Ago 16, 2018 | Notícias

Foi publicado em Diário da República o novo regime jurídico do maior acompanhado, que limita a intervenção judicial em matéria de restrição de direitos, liberdades e garantias das pessoas com deficiência ao mínimo indispensável, só podendo estas restrições e a sua exata abrangência serem determinadas após audição direta dos visados, preservando-se, em toda a extensão possível, a capacidade de autodeterminação destes cidadãos.

 

O novo regime vem permitir uma proteção condigna das pessoas com deficiência ou em estado de vulnerabilidade duradoura que careçam de proteção, seja qual for o motivo que determine essa vulnerabilidade, assegurando-lhes o maior grau de autonomia possível.

 

O objetivo deste regime é que a pessoa com deficiência possa manifestar a sua vontade com a ajuda de outrem, promovendo-se a sua capacidade e autonomia, devendo qualquer decisão neste âmbito corresponder às necessidades e expetativas da pessoa que necessita do apoio.

 

As áreas em que são definidas representações, são pessoais e casuísticas, devendo sempre ser determinadas em função das características de cada cidadão em concreto.

 

Para a Secretária de Estado da Inclusão das Pessoas com Deficiência, “a eliminação definitiva do anterior regime e a sua substituição por um sistema que permita e promova o exercício efetivo dos direitos das pessoas com deficiência assumiu absoluta centralidade para o XXI Governo Constitucional”.

 

“Desta forma, estamos a pôr fim à possibilidade de um cidadão poder ver restringidos os seus direitos fundamentais, pelo simples facto de ser uma pessoa com deficiência. A sua substituição por pessoa idónea para a prática de atos concretos é previamente definida por um juiz, imprimindo-se assim muito maior transparência e simplificação a esse processo”, explica Ana Sofia Antunes.
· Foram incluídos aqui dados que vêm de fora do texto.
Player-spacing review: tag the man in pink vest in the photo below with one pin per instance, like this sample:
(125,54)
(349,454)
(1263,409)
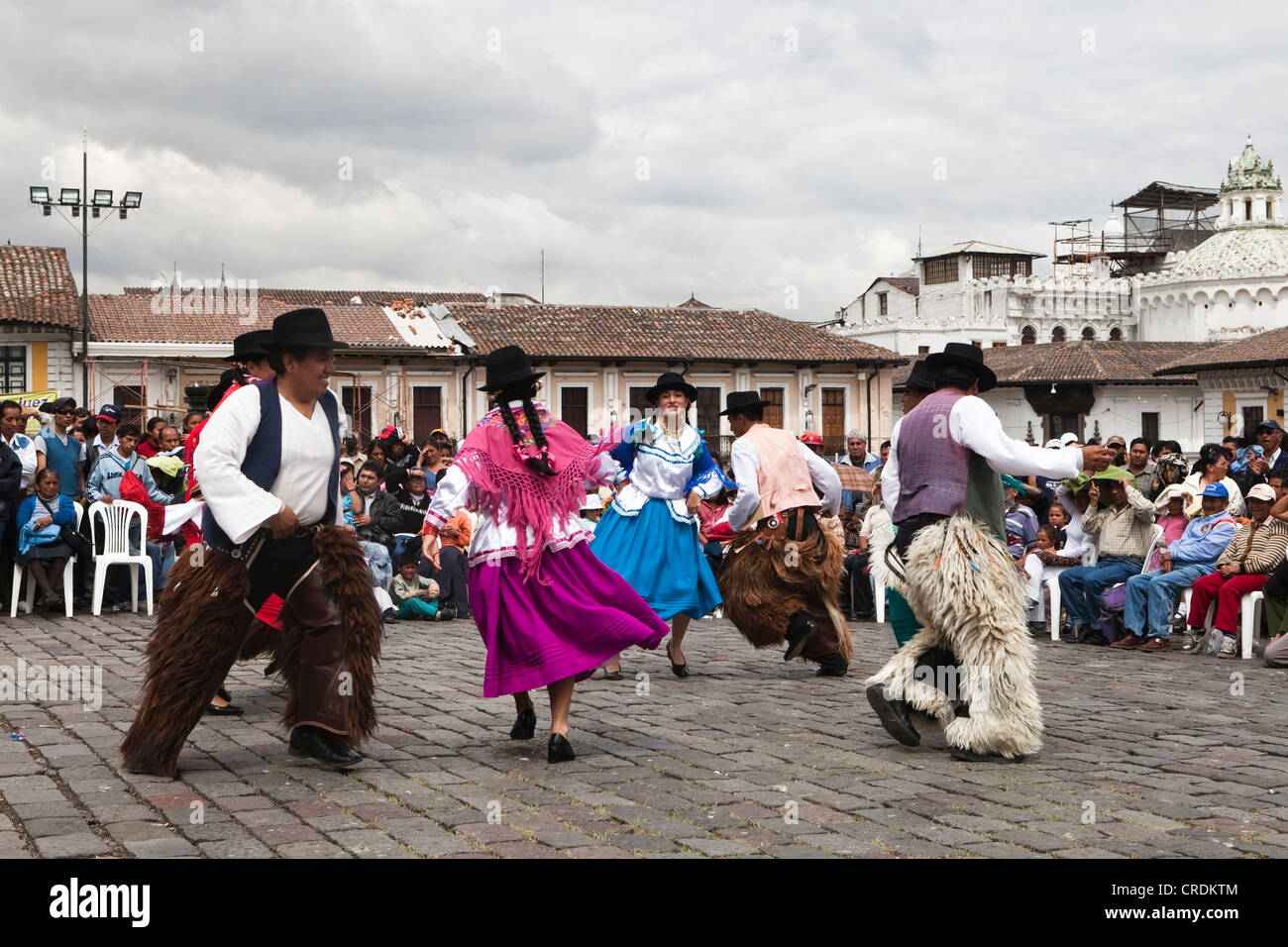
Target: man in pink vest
(971,664)
(782,574)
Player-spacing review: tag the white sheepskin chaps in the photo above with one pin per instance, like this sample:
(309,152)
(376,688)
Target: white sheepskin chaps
(965,590)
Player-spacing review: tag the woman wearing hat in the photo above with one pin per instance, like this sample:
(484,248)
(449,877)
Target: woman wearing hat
(649,534)
(546,608)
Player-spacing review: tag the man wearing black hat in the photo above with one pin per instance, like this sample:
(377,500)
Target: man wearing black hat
(278,570)
(781,577)
(944,493)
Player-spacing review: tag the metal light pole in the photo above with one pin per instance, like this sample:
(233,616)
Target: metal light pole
(81,206)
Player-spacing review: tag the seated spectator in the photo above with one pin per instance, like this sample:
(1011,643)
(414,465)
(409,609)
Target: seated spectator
(1214,467)
(412,501)
(1125,532)
(1170,508)
(877,518)
(40,547)
(1254,552)
(1021,523)
(1151,595)
(416,596)
(452,562)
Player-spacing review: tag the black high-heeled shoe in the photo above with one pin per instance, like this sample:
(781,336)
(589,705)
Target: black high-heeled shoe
(559,749)
(524,725)
(678,671)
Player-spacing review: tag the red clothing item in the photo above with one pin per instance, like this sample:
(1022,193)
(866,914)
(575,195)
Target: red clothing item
(1227,591)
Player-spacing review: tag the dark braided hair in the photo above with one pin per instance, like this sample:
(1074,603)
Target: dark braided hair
(529,411)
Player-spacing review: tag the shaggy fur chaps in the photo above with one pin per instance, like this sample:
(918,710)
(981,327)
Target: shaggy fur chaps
(765,581)
(204,628)
(965,590)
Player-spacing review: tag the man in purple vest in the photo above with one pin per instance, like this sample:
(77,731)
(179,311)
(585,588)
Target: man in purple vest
(279,571)
(945,500)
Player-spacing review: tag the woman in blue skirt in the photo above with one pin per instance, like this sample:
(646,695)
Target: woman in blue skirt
(649,534)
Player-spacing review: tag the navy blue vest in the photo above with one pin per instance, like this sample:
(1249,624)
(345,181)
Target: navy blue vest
(265,455)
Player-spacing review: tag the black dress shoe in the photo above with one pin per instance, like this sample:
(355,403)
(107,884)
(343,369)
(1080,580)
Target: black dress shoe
(966,755)
(678,671)
(309,741)
(832,667)
(559,749)
(894,716)
(524,725)
(798,633)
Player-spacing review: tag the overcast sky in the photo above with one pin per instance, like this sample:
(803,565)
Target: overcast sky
(743,151)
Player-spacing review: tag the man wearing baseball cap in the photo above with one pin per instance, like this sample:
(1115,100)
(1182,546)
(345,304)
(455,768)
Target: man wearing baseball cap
(1151,595)
(1254,552)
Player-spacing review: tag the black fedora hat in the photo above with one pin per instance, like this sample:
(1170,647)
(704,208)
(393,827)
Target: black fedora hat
(737,401)
(507,367)
(301,329)
(960,355)
(670,381)
(918,377)
(250,346)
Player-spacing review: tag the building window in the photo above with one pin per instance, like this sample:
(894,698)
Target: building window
(575,407)
(13,364)
(357,403)
(426,411)
(833,420)
(984,265)
(774,408)
(941,269)
(1149,427)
As alterações agora introduzidas no Código Civil resultam de um amplo consenso gerado na sociedade civil, nos meios académicos e nas comunidades médica e jurídica sobre a necessidade de reformular as soluções previstas no Código Civil de 1966, (os regimes da interdição e inabilitação), adequando-as à evolução demográfica, ao aumento da esperança de vida e à melhoria da capacidade de diagnóstico.

 

A aprovação deste novo regime constitui um marco histórico no reforço da garantia e promoção dos direitos das pessoas com deficiência, permitindo dar resposta a um conjunto de questões fundamentais colocadas pela Convenção dos Direitos das Pessoas com Deficiência.